でも、今から消すわけにはいかない。俺は壁際により。スマホを耳に当てた状態で、直立不動になる。
『…………はい、もしもし?』
耳元で透子さんの優しい声が聞こえてくる。そういえば、電話をかけるのはこれで三度目……いや二度目だっけ?
『一将くん、どうかしましたか?』
「あ、いやなんでも……いや、なんでもないってわけじゃなくて、用があって……!」
名前を呼ばれたことも分からないくらい、俺は緊張した声になった。
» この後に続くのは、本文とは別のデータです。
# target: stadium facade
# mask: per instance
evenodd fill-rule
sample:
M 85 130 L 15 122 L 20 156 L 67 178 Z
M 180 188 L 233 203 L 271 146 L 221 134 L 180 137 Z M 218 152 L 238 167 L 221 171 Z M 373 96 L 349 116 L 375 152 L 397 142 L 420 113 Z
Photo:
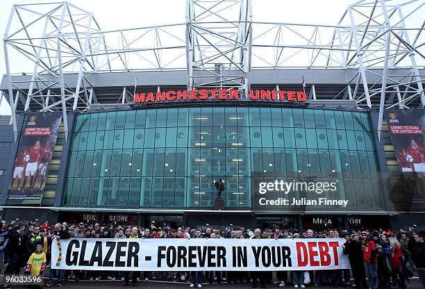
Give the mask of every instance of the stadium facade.
M 0 126 L 3 217 L 423 226 L 425 160 L 415 146 L 403 156 L 390 138 L 392 122 L 411 118 L 415 131 L 400 133 L 424 149 L 424 26 L 406 28 L 414 13 L 403 14 L 420 15 L 420 1 L 360 1 L 331 26 L 255 22 L 249 1 L 212 2 L 188 1 L 185 24 L 118 31 L 66 2 L 14 6 L 0 87 L 12 108 Z M 235 13 L 222 14 L 224 4 Z M 33 23 L 14 26 L 35 8 L 41 37 L 30 35 Z M 328 43 L 308 40 L 321 30 Z M 147 47 L 152 31 L 166 41 Z M 117 33 L 126 44 L 107 45 Z M 32 74 L 12 73 L 10 50 L 33 61 Z

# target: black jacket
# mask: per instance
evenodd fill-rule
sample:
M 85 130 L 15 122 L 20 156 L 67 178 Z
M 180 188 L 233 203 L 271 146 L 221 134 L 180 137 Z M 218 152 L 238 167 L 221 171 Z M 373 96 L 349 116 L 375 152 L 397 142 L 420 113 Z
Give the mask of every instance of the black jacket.
M 419 269 L 425 269 L 425 242 L 417 242 L 415 247 L 415 264 Z
M 26 235 L 19 235 L 17 232 L 14 231 L 9 237 L 9 242 L 7 247 L 8 256 L 26 256 L 29 252 L 26 245 L 27 243 L 28 238 Z

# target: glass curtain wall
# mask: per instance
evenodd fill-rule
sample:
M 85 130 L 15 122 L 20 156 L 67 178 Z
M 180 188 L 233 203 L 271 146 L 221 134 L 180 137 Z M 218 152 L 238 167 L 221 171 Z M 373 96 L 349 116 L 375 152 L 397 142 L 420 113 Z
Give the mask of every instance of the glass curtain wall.
M 365 113 L 162 108 L 82 114 L 74 128 L 65 205 L 212 208 L 222 179 L 226 207 L 246 210 L 260 178 L 338 180 L 328 198 L 349 199 L 342 210 L 382 209 Z

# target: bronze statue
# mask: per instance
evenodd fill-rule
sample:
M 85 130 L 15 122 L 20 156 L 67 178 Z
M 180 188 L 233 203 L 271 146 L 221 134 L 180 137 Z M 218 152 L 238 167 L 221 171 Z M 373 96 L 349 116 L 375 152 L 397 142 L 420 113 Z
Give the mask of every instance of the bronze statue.
M 224 182 L 219 179 L 215 183 L 215 185 L 217 189 L 217 198 L 222 199 L 222 192 L 226 190 L 226 188 L 224 188 Z

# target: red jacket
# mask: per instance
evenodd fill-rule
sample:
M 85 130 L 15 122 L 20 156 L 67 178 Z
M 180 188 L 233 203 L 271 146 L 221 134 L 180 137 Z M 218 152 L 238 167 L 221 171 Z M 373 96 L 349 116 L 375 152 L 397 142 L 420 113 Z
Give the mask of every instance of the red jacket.
M 376 263 L 376 260 L 374 258 L 375 242 L 374 241 L 367 241 L 366 244 L 363 243 L 363 245 L 362 245 L 362 250 L 363 251 L 365 262 L 366 263 Z

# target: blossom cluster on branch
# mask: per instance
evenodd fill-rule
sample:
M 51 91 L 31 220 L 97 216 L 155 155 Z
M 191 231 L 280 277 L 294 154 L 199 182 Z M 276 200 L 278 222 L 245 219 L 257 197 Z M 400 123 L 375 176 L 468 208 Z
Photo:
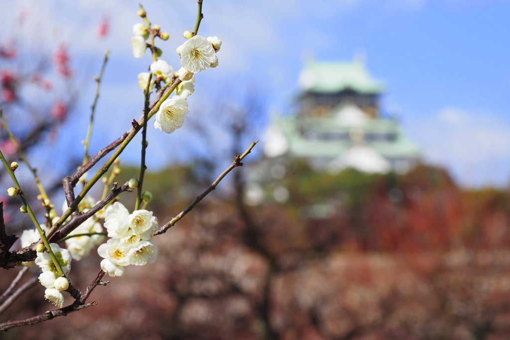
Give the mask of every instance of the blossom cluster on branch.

頭が真っ白になる。俺はなぜ電話をかけたのか自体、忘れかけた。すると、
『……クリスマス、の件ですか?』
透子さんは俺の心を読んだかのように、確認を取った。
「うん」
ほぼ条件反射で俺は返事した。寒気は消えていた。俺は勇気を出して、言った。
「クリスマス、もし暇なら俺と――」
『はい、喜んで』
最後まで聞かず、透子さんは了承した。
『それで、どこに行きますか?』
「あ、まだ決めてないんだけど……楽しいところに行こう!」
「ぶほっ!」
なぜか隣で聞き耳を立てていた「幼なじみ」が吹き出す。俺は無視し、透子さんの言葉を待つ。
『はい。楽しみにしています』
「うん、絶対楽しいものにするよ!」
責任重大だ。俺は今日から一週間、死ぬ気でデートプランを練ることを決意した。
『一将くん』
「あ、はい」
『……その日に、〈待って〉います』
変な言い回しをして、透子さんは電話を切った。
「やったじゃない!」
「ぐえっ!」
背中を思い切り叩かれる。「幼なじみ」はその場から飛び上がらんばかりに喜んだ。
「ほとんど決まっているようなものだけど、しっかりやりなさいよ」
「うるせえな、分かってんよ……ん?」
「どうしたの?」
「いや、ほとんど決まっているって……」
「そりゃそうでしょ。だってあんたと透子っち、もう付き合っているようなものでしょ」
「……あ、そう見える?」
「丸見え! でも、女の子っていうのはちゃんと言わないと伝わらないものよ。……頑張って!」
最後にまた背中を叩いて、「幼なじみ」はなぜか走り出した。
「そうか……やっぱ、そう見えるんだ」
おそらく、今までもそういううわさはあり、あの文化祭の一件が決め手となったんだろう。
「…………め、めっちゃ嬉しい……!」
俺は心の底からそう思った。思わないわけがない。
これが、最後の理由。俺に覚悟を決めさせたものだった。